Today, nearly 60 years beyond the horrors of Dr. Bender’s CIA-sponsored experiments on children, few people are aware that they
were conducted. For most people, regardless of their awareness of the 
experiments, it is difficult to fathom how intelligent, highly educated 
physicians and scientists could partake in such brutal, uncaring, 
unethical and illegal experiments on children. What was the basis of 
their motivation? Was it the quest for some sort of elusive medical 
grail? Was it for economic gain? Or was it simply the result of a 
misguided search for knowledge that appeared so infinitely important 
that any sense of compassion and respect for human rights and dignity 
was cast aside in the name of a higher goal or good – a search at times 
so exhilarating with the sense that one is at the precipice of a 
momentous discovery that any semblance of respect for humankind was 
thrown aside? 
One can easily come to any and all these conclusions simply by reading the professional papers of such scientists and researchers. Not
once do any of these papers express concern for the subjects at hand 
or denote any pangs of conscience at violating any oaths, codes and 
statutes regarding patient rights, human rights or human dignity.
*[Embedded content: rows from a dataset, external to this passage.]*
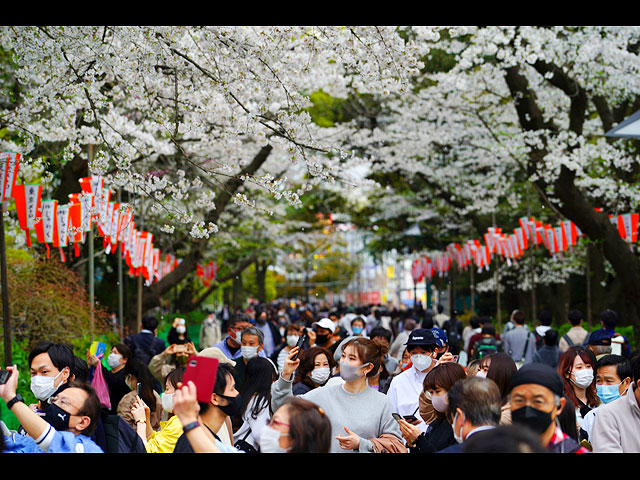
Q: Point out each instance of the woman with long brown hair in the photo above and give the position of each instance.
(439, 436)
(577, 369)
(361, 417)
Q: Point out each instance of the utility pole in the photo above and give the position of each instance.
(8, 358)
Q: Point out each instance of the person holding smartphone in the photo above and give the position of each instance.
(405, 389)
(360, 416)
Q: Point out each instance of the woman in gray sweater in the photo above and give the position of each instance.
(358, 414)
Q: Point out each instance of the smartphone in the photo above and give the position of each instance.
(202, 372)
(300, 344)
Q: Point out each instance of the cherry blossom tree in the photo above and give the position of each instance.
(515, 109)
(186, 117)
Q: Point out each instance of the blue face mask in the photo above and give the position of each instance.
(608, 393)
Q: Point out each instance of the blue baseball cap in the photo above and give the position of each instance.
(440, 336)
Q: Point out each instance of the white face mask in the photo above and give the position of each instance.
(43, 387)
(248, 352)
(167, 402)
(421, 361)
(114, 360)
(270, 440)
(320, 375)
(584, 378)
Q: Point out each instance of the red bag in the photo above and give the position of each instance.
(100, 386)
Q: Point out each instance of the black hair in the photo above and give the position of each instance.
(551, 337)
(478, 398)
(623, 365)
(546, 318)
(141, 372)
(222, 378)
(174, 377)
(61, 355)
(381, 332)
(575, 317)
(91, 407)
(488, 329)
(80, 370)
(149, 322)
(609, 319)
(504, 439)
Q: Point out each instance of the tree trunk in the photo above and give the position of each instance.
(261, 278)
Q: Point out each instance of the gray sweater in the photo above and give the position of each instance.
(368, 413)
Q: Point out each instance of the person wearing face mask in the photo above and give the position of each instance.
(613, 378)
(68, 423)
(440, 434)
(292, 335)
(404, 391)
(141, 387)
(114, 376)
(324, 329)
(164, 439)
(537, 399)
(315, 369)
(51, 365)
(210, 332)
(617, 423)
(577, 368)
(230, 344)
(500, 367)
(361, 417)
(270, 332)
(251, 346)
(256, 403)
(178, 334)
(474, 406)
(208, 418)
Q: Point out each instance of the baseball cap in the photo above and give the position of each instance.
(440, 336)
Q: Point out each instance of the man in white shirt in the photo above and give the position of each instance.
(405, 389)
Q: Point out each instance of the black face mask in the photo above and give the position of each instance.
(57, 418)
(535, 419)
(234, 407)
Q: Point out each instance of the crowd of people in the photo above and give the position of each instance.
(334, 379)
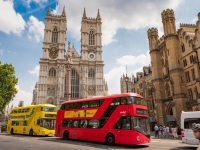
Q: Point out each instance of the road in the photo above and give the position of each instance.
(23, 142)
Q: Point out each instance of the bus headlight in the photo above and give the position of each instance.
(138, 138)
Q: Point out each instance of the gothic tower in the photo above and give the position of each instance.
(156, 73)
(176, 71)
(50, 86)
(68, 75)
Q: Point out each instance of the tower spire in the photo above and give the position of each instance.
(84, 14)
(63, 13)
(49, 11)
(98, 15)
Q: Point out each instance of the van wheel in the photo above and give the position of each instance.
(66, 135)
(31, 132)
(11, 131)
(110, 139)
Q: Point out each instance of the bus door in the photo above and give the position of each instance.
(123, 127)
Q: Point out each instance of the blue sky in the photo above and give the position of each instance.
(124, 28)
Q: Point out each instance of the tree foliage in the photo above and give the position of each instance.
(8, 81)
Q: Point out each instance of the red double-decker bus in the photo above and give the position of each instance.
(114, 119)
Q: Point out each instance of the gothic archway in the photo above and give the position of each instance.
(49, 100)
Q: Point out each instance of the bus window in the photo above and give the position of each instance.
(25, 123)
(93, 124)
(94, 104)
(49, 109)
(77, 105)
(115, 102)
(75, 124)
(123, 100)
(83, 124)
(65, 123)
(189, 121)
(69, 106)
(140, 101)
(84, 104)
(100, 102)
(130, 100)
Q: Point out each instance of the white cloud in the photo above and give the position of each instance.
(1, 51)
(27, 2)
(133, 60)
(35, 71)
(22, 96)
(134, 63)
(116, 14)
(10, 20)
(35, 29)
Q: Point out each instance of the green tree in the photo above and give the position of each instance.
(8, 81)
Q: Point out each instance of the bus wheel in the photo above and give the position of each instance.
(110, 139)
(31, 132)
(66, 135)
(11, 131)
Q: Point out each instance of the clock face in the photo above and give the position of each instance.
(53, 53)
(91, 56)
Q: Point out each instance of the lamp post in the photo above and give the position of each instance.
(126, 80)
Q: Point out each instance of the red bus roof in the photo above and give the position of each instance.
(103, 97)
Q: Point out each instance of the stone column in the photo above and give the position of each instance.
(68, 81)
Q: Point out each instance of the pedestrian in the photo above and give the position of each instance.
(196, 131)
(178, 131)
(167, 131)
(164, 131)
(156, 130)
(160, 132)
(175, 135)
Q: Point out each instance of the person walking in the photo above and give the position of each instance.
(196, 132)
(174, 132)
(167, 131)
(156, 130)
(178, 131)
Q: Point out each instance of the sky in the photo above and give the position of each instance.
(124, 34)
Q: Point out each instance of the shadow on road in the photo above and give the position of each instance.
(93, 144)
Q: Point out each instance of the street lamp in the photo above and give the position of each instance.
(126, 80)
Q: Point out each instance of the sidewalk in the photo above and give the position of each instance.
(152, 133)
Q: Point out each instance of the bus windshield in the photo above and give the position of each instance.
(48, 109)
(140, 124)
(137, 100)
(48, 123)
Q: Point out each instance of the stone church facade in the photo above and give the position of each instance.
(171, 84)
(64, 74)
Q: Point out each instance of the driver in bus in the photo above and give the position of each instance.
(196, 130)
(128, 126)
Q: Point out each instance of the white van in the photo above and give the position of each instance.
(187, 119)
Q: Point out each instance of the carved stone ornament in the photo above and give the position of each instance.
(91, 90)
(53, 52)
(50, 90)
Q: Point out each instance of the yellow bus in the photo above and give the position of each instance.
(32, 120)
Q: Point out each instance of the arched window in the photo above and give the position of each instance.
(190, 95)
(74, 84)
(196, 92)
(55, 36)
(52, 72)
(91, 73)
(91, 38)
(183, 48)
(167, 88)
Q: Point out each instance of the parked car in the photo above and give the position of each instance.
(3, 128)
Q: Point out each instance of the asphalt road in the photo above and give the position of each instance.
(23, 142)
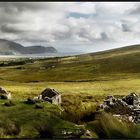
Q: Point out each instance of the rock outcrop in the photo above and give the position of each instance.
(127, 107)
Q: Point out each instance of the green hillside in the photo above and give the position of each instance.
(124, 62)
(83, 81)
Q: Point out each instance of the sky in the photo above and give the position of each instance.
(71, 26)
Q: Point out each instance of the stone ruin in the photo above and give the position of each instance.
(127, 108)
(49, 95)
(4, 94)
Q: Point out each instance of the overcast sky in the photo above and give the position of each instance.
(71, 26)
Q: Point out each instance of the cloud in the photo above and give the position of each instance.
(69, 23)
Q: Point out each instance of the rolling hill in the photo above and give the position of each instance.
(112, 64)
(12, 48)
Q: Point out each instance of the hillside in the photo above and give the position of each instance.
(12, 48)
(118, 63)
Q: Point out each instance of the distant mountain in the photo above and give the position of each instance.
(12, 48)
(40, 49)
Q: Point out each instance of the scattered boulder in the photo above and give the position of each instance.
(4, 94)
(131, 99)
(127, 108)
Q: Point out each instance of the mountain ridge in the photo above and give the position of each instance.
(12, 48)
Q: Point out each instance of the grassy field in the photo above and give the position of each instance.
(83, 81)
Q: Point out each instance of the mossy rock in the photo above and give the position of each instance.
(2, 96)
(9, 103)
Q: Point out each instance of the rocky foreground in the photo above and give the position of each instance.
(126, 108)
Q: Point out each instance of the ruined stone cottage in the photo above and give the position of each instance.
(51, 96)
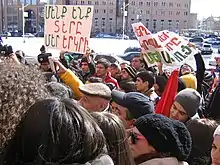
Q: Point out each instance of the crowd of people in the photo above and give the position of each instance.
(66, 112)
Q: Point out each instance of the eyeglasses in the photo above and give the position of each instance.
(135, 137)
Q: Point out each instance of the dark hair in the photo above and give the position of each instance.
(181, 85)
(43, 48)
(56, 131)
(202, 137)
(104, 62)
(115, 135)
(161, 81)
(95, 80)
(20, 87)
(146, 76)
(127, 86)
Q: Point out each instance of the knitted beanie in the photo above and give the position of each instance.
(189, 99)
(131, 71)
(165, 135)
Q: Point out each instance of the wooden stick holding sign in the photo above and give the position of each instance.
(152, 51)
(68, 27)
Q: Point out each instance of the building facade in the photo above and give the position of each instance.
(157, 15)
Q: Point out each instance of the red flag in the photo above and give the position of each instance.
(166, 101)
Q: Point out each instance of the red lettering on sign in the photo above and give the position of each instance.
(163, 37)
(78, 43)
(173, 42)
(57, 25)
(141, 31)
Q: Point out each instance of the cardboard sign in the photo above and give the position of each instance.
(155, 51)
(152, 51)
(175, 45)
(68, 27)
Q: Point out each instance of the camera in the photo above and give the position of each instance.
(5, 50)
(44, 57)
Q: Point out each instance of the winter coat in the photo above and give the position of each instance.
(164, 161)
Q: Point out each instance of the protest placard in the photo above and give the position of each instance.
(152, 51)
(155, 49)
(176, 45)
(68, 27)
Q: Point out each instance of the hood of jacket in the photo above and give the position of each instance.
(164, 161)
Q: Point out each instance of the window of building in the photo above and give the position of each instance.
(186, 13)
(89, 2)
(163, 13)
(96, 23)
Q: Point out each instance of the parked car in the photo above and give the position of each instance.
(206, 49)
(28, 35)
(198, 41)
(129, 55)
(213, 41)
(110, 58)
(39, 34)
(132, 49)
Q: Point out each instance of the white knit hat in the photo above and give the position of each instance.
(217, 131)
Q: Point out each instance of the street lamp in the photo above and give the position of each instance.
(23, 19)
(125, 13)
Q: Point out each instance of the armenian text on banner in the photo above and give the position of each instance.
(68, 27)
(156, 51)
(175, 45)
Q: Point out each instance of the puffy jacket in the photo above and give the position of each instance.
(164, 161)
(70, 79)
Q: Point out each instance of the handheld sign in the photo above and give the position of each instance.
(175, 45)
(68, 27)
(152, 51)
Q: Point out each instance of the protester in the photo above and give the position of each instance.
(127, 86)
(144, 83)
(115, 134)
(201, 132)
(102, 72)
(131, 106)
(115, 70)
(156, 139)
(95, 97)
(185, 105)
(20, 87)
(64, 134)
(188, 76)
(138, 64)
(128, 73)
(215, 153)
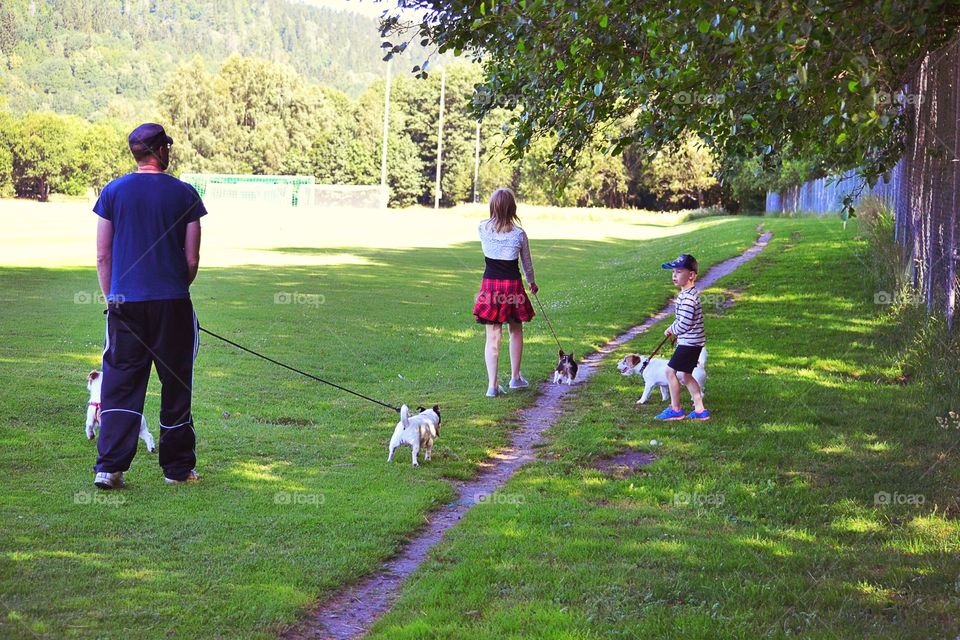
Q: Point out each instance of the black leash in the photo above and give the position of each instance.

That 
America’s most shameful period of human experimentation, the years 1950 
through to about 1979, came on the heels of the making and adoption of 
the Nuremberg Codes only adds to the shame and hypocrisy. Today, human 
experimentation is still aggressively conducted by US 
government-sponsored and employed physicians and scientists regardless 
of those codes, which came directly out of the shocking madness of the 
Nazi era. That government-sponsored experimentation still occurs makes a 
mockery of any governmental efforts, however valid, to protect people 
from science run amok – and a nation that uses its young, its children, 
for such pursuits is a nation whose commitment to human rights and 
democratic principles should be seriously questioned and challenged. 
(The names Marion McGill and that of her sister Trudy, are pseudonyms. Marion is a highly respected attorney and college
professor, who asked that her real name not be used in this article.